During my visit to Dayton in May 2002, I discovered that M2inc who had taken over KLM, had redesigned the KT34. Importantly, all the old aluminium strips had gone, to be replaced with beautiful machined plates. These were intended to make the beam more robust and less liable to corrosion. Significantly for me, they had produced an upgrade kit. Jan DJ8NK had bought one, and I was suddenly converted to the idea of restoring my damaged KT34 in a new incarnation. I bought the kit! Below are a few pictures of the parts and the construction.
The construction took a long time. Firstly I had to clean and polish every item of the old beam, which had been lying in my garage for 12 years. That took two weeks! The the assembly was started, it is undoubtedly the most complex tri-bander, as the pictures show.
At last it was finished and I lifted it on to my tower. By now I had dis-assembled the Fritzel and had the two WARC band elements ready to go on. Unhappily, the team who were due to trim the tree next to my tower had not shown up. I could not put the WARC band driven element on the boom as the long 10MHz tips would have tangled with the tree branches, so I put it on the mast just below the boom. Below is a picture of it on the sloping tower.
Needless to say, the very next day the team turned up and cut back the tree branches. Down came the tower again, and in two days I had added the two WARC elements to the boom. Not as simple as you might think as it is a 3 inch boom, needing special hardware.
The best HF antenna I've ever had - and I've had a few
So, this is what I have to live with through the winter, effectively a 4 el for 10/15/20, a two el for 17/12 and a rotary dipole for 30 metres. The SWR is nearly perfect on 20, 15 and 12, acceptable on 10, and a bit disappointing on 17. The results in early use have been very encouraging. I have broken quite big pileups with 100 watts - I'm happy!
The colours in the second picture are genuine, I took it just before sunset
I still do not believe it! We had a strong wind warning - I looked at the twelve guys supporting my tower, and decided that they could withstand it. I knew that the top guy facing the prevailing south-west wind was crucial, but I trusted it. Well it could, and did, stand up to the enormous buffeting of the 90mph winds. The beam elements were almost in a U shape.
After about 10 hours of this, the treble thickness of steel fencing wire that connected the strainer to the ground post snapped like a piece of string. The tower lasted about 5 seconds. I was sitting in my car at the front of the house when I glimpsed something move across the skyline. I ran though to the back and saw the sight we all dread.......
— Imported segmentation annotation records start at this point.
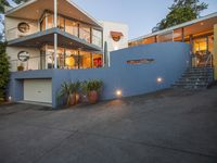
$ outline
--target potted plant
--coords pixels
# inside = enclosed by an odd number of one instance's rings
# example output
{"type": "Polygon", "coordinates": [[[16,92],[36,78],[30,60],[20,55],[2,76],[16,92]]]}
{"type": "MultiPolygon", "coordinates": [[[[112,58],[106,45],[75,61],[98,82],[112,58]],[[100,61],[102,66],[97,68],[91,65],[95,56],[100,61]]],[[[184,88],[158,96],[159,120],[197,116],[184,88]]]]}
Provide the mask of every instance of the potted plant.
{"type": "Polygon", "coordinates": [[[78,104],[78,101],[80,99],[79,90],[80,90],[80,82],[77,80],[75,83],[71,83],[71,105],[78,104]]]}
{"type": "Polygon", "coordinates": [[[17,71],[18,71],[18,72],[23,72],[23,71],[24,71],[24,65],[23,65],[23,63],[21,63],[21,64],[17,66],[17,71]]]}
{"type": "Polygon", "coordinates": [[[87,95],[89,103],[93,104],[98,102],[102,86],[103,83],[99,79],[91,79],[82,83],[82,89],[87,95]]]}

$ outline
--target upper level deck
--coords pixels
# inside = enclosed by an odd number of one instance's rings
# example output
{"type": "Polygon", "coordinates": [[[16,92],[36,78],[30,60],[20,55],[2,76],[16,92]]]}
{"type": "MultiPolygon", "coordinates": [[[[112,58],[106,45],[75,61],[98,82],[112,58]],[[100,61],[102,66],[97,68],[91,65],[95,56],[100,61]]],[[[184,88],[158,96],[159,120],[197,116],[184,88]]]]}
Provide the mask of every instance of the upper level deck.
{"type": "MultiPolygon", "coordinates": [[[[26,41],[23,41],[25,38],[28,38],[28,42],[31,42],[33,38],[36,40],[28,47],[43,45],[43,41],[48,42],[46,38],[36,38],[46,35],[52,28],[59,29],[63,36],[76,38],[72,42],[80,41],[90,47],[102,49],[102,26],[68,0],[58,0],[56,26],[54,26],[53,0],[31,0],[5,14],[5,39],[9,46],[25,46],[26,41]]],[[[52,43],[52,41],[50,42],[52,43]]],[[[93,50],[98,49],[93,48],[93,50]]]]}

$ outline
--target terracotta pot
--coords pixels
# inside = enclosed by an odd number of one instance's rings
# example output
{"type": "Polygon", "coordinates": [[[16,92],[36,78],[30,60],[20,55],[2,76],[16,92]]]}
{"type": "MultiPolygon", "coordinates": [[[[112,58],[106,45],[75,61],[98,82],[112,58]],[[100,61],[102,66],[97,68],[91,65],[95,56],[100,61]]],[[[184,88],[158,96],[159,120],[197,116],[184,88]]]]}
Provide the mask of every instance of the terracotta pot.
{"type": "Polygon", "coordinates": [[[76,104],[78,104],[79,99],[80,99],[79,93],[72,93],[71,95],[69,105],[76,105],[76,104]]]}
{"type": "Polygon", "coordinates": [[[99,93],[95,90],[88,92],[88,101],[89,103],[93,104],[97,103],[99,99],[99,93]]]}

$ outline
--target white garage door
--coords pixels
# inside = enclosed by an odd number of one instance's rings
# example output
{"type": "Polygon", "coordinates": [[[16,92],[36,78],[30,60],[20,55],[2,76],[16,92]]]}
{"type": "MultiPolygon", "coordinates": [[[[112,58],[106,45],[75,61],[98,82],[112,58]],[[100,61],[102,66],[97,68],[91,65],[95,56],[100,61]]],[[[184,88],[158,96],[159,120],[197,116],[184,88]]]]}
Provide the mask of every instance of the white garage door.
{"type": "Polygon", "coordinates": [[[25,79],[24,100],[52,103],[51,79],[25,79]]]}

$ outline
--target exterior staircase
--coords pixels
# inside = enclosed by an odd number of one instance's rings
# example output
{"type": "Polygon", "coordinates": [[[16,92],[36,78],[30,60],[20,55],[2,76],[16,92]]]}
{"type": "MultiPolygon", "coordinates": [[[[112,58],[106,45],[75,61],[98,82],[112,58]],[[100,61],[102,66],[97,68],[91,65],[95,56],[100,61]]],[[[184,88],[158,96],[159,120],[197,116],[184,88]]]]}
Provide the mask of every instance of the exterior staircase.
{"type": "Polygon", "coordinates": [[[214,82],[213,67],[190,67],[176,82],[174,88],[206,89],[214,82]]]}

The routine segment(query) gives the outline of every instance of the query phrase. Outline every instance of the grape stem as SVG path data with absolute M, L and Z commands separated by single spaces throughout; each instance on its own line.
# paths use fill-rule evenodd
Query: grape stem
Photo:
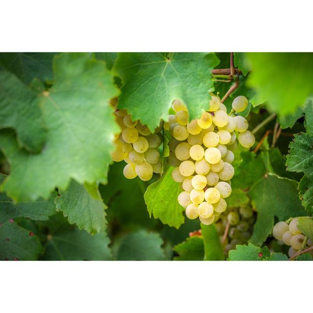
M 268 124 L 272 119 L 274 119 L 276 116 L 275 113 L 272 113 L 270 115 L 268 115 L 265 119 L 263 120 L 259 125 L 257 125 L 255 128 L 252 130 L 251 133 L 254 134 L 257 132 L 259 131 L 263 126 L 265 126 L 267 124 Z

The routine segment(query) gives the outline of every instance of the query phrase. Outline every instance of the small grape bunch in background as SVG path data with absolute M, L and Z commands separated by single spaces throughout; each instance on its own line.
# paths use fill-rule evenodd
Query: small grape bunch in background
M 181 184 L 184 191 L 178 202 L 186 209 L 188 218 L 199 217 L 209 225 L 226 209 L 225 199 L 231 193 L 230 179 L 235 173 L 231 163 L 237 136 L 246 148 L 255 141 L 246 118 L 232 114 L 244 111 L 248 103 L 246 97 L 237 97 L 228 115 L 225 105 L 212 96 L 208 112 L 189 122 L 186 107 L 179 100 L 174 102 L 176 114 L 169 116 L 164 127 L 173 137 L 169 142 L 168 162 L 176 167 L 172 177 Z

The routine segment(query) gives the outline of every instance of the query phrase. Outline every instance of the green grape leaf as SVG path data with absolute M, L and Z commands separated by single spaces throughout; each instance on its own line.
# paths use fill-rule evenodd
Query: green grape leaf
M 313 220 L 308 216 L 298 218 L 298 228 L 310 240 L 313 241 Z
M 249 87 L 256 92 L 256 102 L 268 101 L 268 110 L 282 115 L 293 113 L 313 91 L 310 79 L 313 54 L 248 53 L 251 72 Z
M 313 134 L 313 98 L 310 97 L 306 99 L 303 108 L 298 108 L 295 113 L 286 116 L 280 115 L 278 121 L 280 127 L 284 129 L 293 126 L 297 120 L 305 116 L 304 125 L 307 133 L 312 134 Z
M 0 145 L 11 165 L 3 190 L 16 201 L 46 199 L 70 178 L 83 184 L 105 182 L 114 134 L 119 132 L 107 105 L 118 93 L 102 61 L 88 53 L 54 59 L 54 84 L 41 97 L 47 137 L 45 149 L 32 155 L 19 148 L 12 132 L 0 132 Z
M 14 129 L 19 145 L 37 152 L 46 134 L 40 102 L 33 90 L 0 67 L 0 129 Z
M 163 261 L 163 240 L 157 233 L 141 230 L 125 236 L 117 251 L 119 261 Z
M 56 198 L 55 204 L 68 223 L 75 224 L 81 230 L 93 234 L 106 228 L 105 210 L 107 207 L 96 186 L 81 185 L 72 179 L 67 190 Z
M 313 212 L 313 134 L 304 133 L 295 134 L 289 148 L 287 170 L 304 173 L 298 189 L 302 204 L 311 214 Z
M 187 238 L 173 249 L 179 254 L 174 257 L 174 261 L 203 261 L 204 257 L 203 239 L 198 236 Z
M 248 193 L 258 215 L 250 241 L 262 245 L 271 233 L 274 217 L 285 221 L 306 215 L 297 191 L 297 182 L 273 174 L 266 175 Z
M 154 217 L 159 219 L 163 224 L 179 228 L 185 220 L 182 214 L 185 209 L 177 201 L 181 189 L 172 178 L 174 168 L 169 167 L 157 181 L 148 187 L 144 199 L 150 217 L 153 214 Z
M 243 72 L 244 76 L 246 76 L 251 69 L 246 55 L 246 52 L 234 53 L 234 65 L 238 67 L 238 69 Z
M 0 64 L 26 84 L 35 78 L 51 81 L 52 60 L 55 54 L 54 52 L 2 52 L 0 53 Z
M 201 230 L 204 244 L 204 261 L 223 261 L 224 253 L 215 225 L 201 223 Z
M 118 53 L 113 68 L 124 83 L 118 107 L 151 130 L 167 120 L 175 99 L 187 106 L 190 120 L 199 118 L 209 108 L 211 70 L 219 63 L 214 53 Z
M 0 224 L 0 260 L 35 261 L 42 253 L 39 239 L 13 221 Z
M 112 260 L 110 240 L 104 232 L 90 235 L 77 227 L 48 235 L 44 259 L 51 261 Z
M 247 246 L 237 245 L 236 250 L 231 250 L 227 261 L 262 261 L 270 255 L 268 248 L 261 248 L 249 243 Z

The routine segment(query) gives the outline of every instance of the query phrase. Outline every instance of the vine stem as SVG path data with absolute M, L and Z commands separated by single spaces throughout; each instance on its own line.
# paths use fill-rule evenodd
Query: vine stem
M 223 102 L 223 101 L 222 101 Z M 272 113 L 270 115 L 268 115 L 265 119 L 263 120 L 258 125 L 257 125 L 256 127 L 252 130 L 251 133 L 254 134 L 258 131 L 260 130 L 263 126 L 265 126 L 267 124 L 268 124 L 272 119 L 274 119 L 276 116 L 275 113 Z

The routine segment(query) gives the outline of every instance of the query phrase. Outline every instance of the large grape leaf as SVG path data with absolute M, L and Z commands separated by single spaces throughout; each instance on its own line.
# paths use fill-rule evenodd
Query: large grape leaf
M 0 260 L 35 261 L 42 252 L 39 239 L 13 221 L 0 224 Z
M 256 246 L 249 243 L 247 246 L 237 245 L 236 250 L 231 250 L 227 261 L 262 261 L 270 256 L 267 246 Z
M 294 135 L 287 155 L 287 170 L 303 172 L 298 189 L 302 204 L 311 214 L 313 212 L 313 134 L 304 133 Z
M 106 261 L 112 259 L 110 240 L 104 232 L 92 235 L 77 227 L 48 235 L 44 259 L 51 261 Z
M 16 131 L 20 146 L 38 152 L 45 138 L 40 97 L 0 67 L 0 129 Z
M 273 174 L 266 175 L 249 191 L 258 215 L 250 241 L 261 245 L 270 234 L 274 217 L 285 221 L 306 215 L 297 190 L 297 182 Z
M 29 84 L 33 78 L 43 81 L 53 79 L 52 60 L 54 52 L 2 52 L 0 64 Z
M 177 197 L 181 189 L 179 184 L 172 178 L 174 169 L 170 167 L 161 178 L 147 189 L 144 199 L 150 217 L 159 219 L 163 224 L 179 228 L 184 223 L 184 208 L 178 203 Z
M 96 185 L 81 185 L 72 179 L 68 189 L 55 199 L 58 210 L 63 212 L 70 224 L 76 224 L 80 229 L 90 234 L 106 228 L 104 204 Z
M 163 261 L 163 240 L 158 234 L 141 230 L 125 236 L 117 251 L 119 261 Z
M 204 261 L 224 260 L 224 253 L 215 225 L 201 224 L 201 229 L 204 244 Z
M 47 137 L 32 155 L 19 149 L 14 133 L 0 132 L 0 145 L 11 165 L 3 189 L 14 200 L 47 198 L 70 178 L 80 183 L 105 181 L 114 149 L 115 122 L 109 100 L 118 93 L 104 62 L 87 53 L 65 53 L 54 63 L 54 85 L 40 96 Z
M 203 239 L 198 236 L 187 238 L 173 249 L 179 254 L 174 257 L 174 261 L 203 261 L 204 258 Z
M 282 115 L 293 113 L 313 92 L 310 77 L 313 53 L 248 53 L 251 72 L 248 85 L 257 91 L 256 102 Z
M 211 70 L 219 62 L 214 53 L 119 53 L 113 67 L 124 83 L 118 107 L 151 130 L 167 120 L 175 99 L 187 105 L 190 120 L 199 118 L 209 108 Z

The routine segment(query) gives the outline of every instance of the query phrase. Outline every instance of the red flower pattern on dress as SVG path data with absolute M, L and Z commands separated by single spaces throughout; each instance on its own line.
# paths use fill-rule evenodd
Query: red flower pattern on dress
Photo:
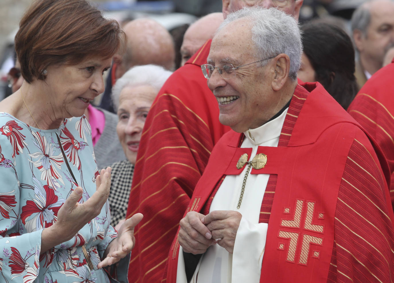
M 65 137 L 63 137 L 64 134 Z M 68 158 L 69 161 L 76 166 L 78 170 L 81 170 L 81 161 L 78 156 L 78 151 L 83 149 L 87 145 L 84 142 L 78 142 L 74 138 L 74 136 L 70 132 L 67 128 L 64 128 L 60 135 L 60 141 L 61 145 L 64 150 L 64 153 Z
M 6 125 L 0 128 L 2 135 L 6 136 L 12 146 L 12 157 L 15 158 L 15 154 L 19 155 L 19 152 L 23 152 L 23 148 L 28 144 L 24 141 L 26 136 L 19 132 L 23 128 L 13 120 L 9 121 Z
M 64 185 L 61 176 L 58 171 L 61 168 L 61 164 L 64 162 L 61 152 L 55 155 L 56 148 L 49 143 L 45 137 L 40 135 L 38 132 L 32 132 L 37 142 L 34 145 L 39 151 L 29 155 L 32 159 L 37 159 L 35 161 L 30 161 L 34 166 L 41 171 L 41 179 L 46 181 L 48 185 L 55 190 L 59 188 L 59 182 Z
M 69 120 L 71 120 L 72 119 L 72 118 L 70 118 Z M 91 129 L 90 124 L 84 115 L 75 123 L 75 129 L 78 131 L 80 137 L 83 139 L 85 142 L 87 142 L 86 135 L 91 135 Z
M 47 185 L 43 187 L 35 178 L 34 194 L 31 200 L 26 202 L 22 207 L 20 218 L 28 232 L 38 230 L 51 226 L 56 222 L 58 212 L 64 200 L 58 199 L 54 190 Z M 32 217 L 29 216 L 32 216 Z
M 4 218 L 9 218 L 9 213 L 13 211 L 17 203 L 14 190 L 11 192 L 0 193 L 0 213 Z
M 13 247 L 11 247 L 12 253 L 9 256 L 9 266 L 11 268 L 11 274 L 18 274 L 12 277 L 13 279 L 15 277 L 22 275 L 25 270 L 29 267 L 29 264 L 22 258 L 19 251 Z

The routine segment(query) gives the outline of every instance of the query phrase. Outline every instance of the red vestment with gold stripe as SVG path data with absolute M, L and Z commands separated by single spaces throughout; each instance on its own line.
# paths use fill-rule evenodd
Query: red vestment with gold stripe
M 127 215 L 144 218 L 135 230 L 129 281 L 160 282 L 169 251 L 214 144 L 230 128 L 201 66 L 211 41 L 166 81 L 149 111 L 140 142 Z
M 392 63 L 367 81 L 348 112 L 376 141 L 387 159 L 391 172 L 390 194 L 394 206 L 393 78 L 394 63 Z
M 392 282 L 387 163 L 320 84 L 303 86 L 296 88 L 278 147 L 259 147 L 267 163 L 251 171 L 270 174 L 259 221 L 268 224 L 260 282 Z M 231 131 L 215 146 L 187 212 L 206 214 L 223 177 L 242 172 L 237 162 L 251 151 L 239 147 L 243 137 Z M 176 281 L 179 248 L 176 237 L 164 281 Z

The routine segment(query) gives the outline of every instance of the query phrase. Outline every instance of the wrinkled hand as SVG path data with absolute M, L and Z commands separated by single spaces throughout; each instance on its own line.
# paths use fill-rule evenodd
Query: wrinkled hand
M 202 220 L 212 233 L 212 237 L 221 247 L 232 253 L 235 236 L 240 226 L 242 215 L 233 210 L 216 210 L 212 211 Z
M 70 240 L 100 214 L 110 194 L 111 170 L 108 167 L 101 170 L 96 179 L 96 191 L 84 203 L 78 203 L 83 193 L 82 188 L 77 187 L 71 192 L 59 210 L 55 224 L 43 230 L 41 253 Z
M 125 218 L 123 218 L 119 220 L 118 224 L 115 225 L 115 227 L 114 227 L 114 228 L 115 228 L 115 230 L 117 231 L 119 231 L 119 229 L 121 229 L 121 227 L 122 226 L 122 225 L 123 225 L 123 224 L 125 223 Z
M 104 253 L 106 257 L 97 265 L 100 268 L 117 263 L 125 257 L 134 247 L 136 239 L 134 237 L 134 228 L 142 220 L 143 215 L 136 213 L 128 219 L 121 226 L 118 237 L 112 240 Z
M 201 221 L 204 216 L 195 211 L 190 211 L 180 220 L 178 239 L 186 252 L 195 255 L 203 253 L 214 243 L 211 231 Z

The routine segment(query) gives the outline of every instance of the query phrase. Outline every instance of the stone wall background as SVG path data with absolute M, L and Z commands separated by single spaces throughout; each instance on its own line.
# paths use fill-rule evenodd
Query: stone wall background
M 0 50 L 10 33 L 18 29 L 19 20 L 32 0 L 0 0 Z
M 16 32 L 22 15 L 32 2 L 33 0 L 0 0 L 0 52 L 2 52 L 4 44 L 11 40 L 9 38 L 10 34 Z

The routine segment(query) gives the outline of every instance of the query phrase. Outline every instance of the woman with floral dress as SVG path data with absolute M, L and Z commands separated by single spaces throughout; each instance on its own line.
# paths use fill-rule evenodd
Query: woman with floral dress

See a Video Clip, just before it crashed down - here
So ...... I have gone from having the best antenna I ever had to nothing at all. The fun lasted two months. I have learned a lesson, and I am now researching suppliers of certified welded steel chain!!!! The last picture above was after a friend and I had sawed all the old sections in two. I felt quite nostalgic as I carried them out front to be dumped. They had given me nearly 30 years of service.